Not only do Ugandans dispute Invisible Children's proposal, it has also been suggested that Kony is not even in Uganda but hiding in the forests of neighboring countries, his threat largely undermined. The momentum gathered by the campaign's support could be creating a monster which no one has ultimate control over. If Uganda doesn't want such intervention then Russell's people power is ultimately ill-founded.

Much of the reportage on the story went as viral as the video did, an encouraging fact which at least implies that people are delving deeper than Twitter to formulate their opinion. For a balanced view The Guardian’s live blog coverage ‘What’s the real story?’ roots through both sides of the coin with analytical savagery. Many of the most militant unbelievers have been forced to retract their offending statements, toning down their cynicism, albeit sometimes in a very tongue and cheek fashion. Whether these public complaints were morally pompous and self-congratulating or defenders of hope and decency really isn't for me to judge.

Sick Chirpse writer Aleksandra Bilic has to be commended for having serious balls - especially as she doesn't, she's a woman, which she highlights in response to accusations of chauvinism - for not retracting her highly aggressive article, but responding to complaints with factual fuck-yous.

Soon after the honeymoon period of idealist tweets blurting sentiments about world peace, came the inevitable backlash. Slating ‘bandwagon philanthropists’ and 'armchair activists' has became a bandwagon on which to jump in its own right. 

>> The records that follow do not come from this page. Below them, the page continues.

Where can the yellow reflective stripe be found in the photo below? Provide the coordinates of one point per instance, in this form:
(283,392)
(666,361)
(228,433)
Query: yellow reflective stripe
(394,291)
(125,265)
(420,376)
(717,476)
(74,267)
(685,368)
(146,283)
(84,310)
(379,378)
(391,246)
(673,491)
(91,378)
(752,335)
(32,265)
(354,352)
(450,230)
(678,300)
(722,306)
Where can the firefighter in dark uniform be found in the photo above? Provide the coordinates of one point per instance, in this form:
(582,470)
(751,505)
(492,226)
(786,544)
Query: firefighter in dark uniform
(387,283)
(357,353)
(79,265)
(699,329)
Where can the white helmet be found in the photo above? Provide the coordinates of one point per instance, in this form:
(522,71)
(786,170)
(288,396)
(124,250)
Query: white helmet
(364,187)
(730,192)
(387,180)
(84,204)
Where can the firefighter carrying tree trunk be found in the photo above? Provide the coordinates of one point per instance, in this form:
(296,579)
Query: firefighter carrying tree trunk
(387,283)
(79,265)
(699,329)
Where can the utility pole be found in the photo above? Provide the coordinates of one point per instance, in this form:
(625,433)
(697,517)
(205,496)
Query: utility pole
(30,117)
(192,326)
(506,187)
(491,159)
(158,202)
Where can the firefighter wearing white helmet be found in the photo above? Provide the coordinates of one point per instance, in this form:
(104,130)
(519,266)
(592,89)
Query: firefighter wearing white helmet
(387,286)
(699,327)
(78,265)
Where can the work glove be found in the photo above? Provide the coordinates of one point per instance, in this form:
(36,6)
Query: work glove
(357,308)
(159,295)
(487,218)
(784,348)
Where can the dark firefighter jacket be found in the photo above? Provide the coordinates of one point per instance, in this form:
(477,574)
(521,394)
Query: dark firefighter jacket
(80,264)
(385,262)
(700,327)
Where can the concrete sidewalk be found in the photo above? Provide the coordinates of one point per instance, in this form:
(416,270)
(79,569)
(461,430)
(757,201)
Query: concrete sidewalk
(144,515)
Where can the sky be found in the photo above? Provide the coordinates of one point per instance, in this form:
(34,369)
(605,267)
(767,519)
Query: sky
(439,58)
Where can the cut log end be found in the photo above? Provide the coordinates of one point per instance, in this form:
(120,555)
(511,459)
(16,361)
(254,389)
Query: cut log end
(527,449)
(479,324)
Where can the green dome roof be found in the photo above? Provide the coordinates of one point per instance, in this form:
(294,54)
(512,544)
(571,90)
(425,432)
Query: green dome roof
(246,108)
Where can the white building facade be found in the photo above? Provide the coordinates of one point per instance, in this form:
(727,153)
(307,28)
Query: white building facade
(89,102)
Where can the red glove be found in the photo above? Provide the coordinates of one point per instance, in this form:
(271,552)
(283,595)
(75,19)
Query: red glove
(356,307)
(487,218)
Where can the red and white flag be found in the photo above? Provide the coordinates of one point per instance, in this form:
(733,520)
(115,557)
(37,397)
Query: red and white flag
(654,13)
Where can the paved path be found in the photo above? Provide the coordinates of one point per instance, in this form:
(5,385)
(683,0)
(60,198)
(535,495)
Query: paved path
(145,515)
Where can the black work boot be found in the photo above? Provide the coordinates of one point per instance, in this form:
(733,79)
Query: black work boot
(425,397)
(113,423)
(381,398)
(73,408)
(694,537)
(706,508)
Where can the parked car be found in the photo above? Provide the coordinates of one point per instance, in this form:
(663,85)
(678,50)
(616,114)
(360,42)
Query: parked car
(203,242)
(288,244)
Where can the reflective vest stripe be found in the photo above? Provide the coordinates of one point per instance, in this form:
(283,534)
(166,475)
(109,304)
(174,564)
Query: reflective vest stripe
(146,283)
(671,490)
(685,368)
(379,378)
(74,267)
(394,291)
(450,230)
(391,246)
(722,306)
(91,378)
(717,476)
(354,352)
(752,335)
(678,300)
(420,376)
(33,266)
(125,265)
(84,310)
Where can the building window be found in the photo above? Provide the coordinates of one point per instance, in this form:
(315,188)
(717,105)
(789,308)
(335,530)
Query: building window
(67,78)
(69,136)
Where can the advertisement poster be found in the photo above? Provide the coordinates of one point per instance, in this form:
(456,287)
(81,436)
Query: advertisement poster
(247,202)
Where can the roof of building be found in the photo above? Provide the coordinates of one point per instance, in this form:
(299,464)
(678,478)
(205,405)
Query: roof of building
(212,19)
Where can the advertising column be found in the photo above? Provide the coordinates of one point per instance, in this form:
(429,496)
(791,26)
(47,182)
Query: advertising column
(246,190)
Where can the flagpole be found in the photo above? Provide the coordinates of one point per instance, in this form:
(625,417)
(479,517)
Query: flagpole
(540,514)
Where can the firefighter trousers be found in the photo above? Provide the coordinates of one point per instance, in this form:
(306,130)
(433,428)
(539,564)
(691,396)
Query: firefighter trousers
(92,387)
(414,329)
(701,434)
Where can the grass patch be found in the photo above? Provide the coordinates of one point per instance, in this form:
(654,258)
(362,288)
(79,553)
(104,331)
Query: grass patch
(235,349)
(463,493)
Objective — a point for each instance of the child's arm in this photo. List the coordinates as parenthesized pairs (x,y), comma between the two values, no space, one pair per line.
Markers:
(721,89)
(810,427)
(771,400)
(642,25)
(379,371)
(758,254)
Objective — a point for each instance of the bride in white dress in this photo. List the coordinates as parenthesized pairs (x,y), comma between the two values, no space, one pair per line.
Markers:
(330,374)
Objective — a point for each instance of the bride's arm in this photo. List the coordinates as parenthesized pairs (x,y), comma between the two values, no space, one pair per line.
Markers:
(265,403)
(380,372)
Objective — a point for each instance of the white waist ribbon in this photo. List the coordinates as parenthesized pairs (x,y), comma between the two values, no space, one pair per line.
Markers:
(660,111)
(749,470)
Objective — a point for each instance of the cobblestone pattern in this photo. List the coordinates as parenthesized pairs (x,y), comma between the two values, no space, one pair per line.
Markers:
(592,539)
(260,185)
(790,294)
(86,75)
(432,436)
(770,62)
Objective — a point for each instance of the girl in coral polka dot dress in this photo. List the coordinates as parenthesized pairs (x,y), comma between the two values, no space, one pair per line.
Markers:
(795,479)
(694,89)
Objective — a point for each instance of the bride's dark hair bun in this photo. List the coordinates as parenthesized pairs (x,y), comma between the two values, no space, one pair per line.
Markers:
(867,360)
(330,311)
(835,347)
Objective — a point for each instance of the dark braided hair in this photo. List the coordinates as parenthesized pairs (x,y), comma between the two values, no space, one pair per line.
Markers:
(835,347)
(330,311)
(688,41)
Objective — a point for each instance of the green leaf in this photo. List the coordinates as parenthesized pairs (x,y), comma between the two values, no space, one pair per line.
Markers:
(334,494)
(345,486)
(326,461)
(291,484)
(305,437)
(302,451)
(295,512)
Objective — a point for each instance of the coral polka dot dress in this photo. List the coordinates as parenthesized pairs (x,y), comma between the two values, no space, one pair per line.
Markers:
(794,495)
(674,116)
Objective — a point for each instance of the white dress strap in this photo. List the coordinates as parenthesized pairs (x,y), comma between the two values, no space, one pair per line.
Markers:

Mountains of press coverage and debate are of course perpetuating the campaign’s aims. Whether it is in praise or criticism of the video it is still putting Kony’s face on the cognitive map of our consciousness. Ironically the dubious questionability of Invisible Childrens agenda has been their trump card, adding to their air time and spreading the word on a wider scale. Squeaky clean altruism would have lost the attention of tweeters in next to no time.

The internet is a realm in which nothing is sacred. Hours after Whitney’s death the inappropriate jokes began to rage, and the sad truth is that if an icon of popular culture isn’t safe then it would be naive to think that helpless Ugandan orphans would be immune. Sikipedia, always a safe bet for obscenity, includes slights such as “Kony told me I wouldn’t miss my family. I never miss at close range” and “I’m all for finding Kony, I can’t wait to see what Maddie looks like now”.

Moreover Invisible Children is no longer trending worldwide. After initial raucous optimism and then plummeting enthusiasm, accusation and controversy it has all but dropped of our radar in under a week. Its success depends on attention spans. New media may present easy and inclusive ways to stir a battle cry but sustaining the pitch of its intensity in such fickle, transient territory is going to be tricky.

With ‘Cover the Night’ over a month away, and the true road to solutions in Uganda a lengthy and arduous process, how long can the campaign hold our interest for? Feeding from the same innovations that fuelled our obsession with B-list celebrity, let us hope that Invisible Children’s limelight and Kony’s infamy is not of the 15 minute variety.

Kony 2012 sure got people heated. What are your thoughts or is it already old news?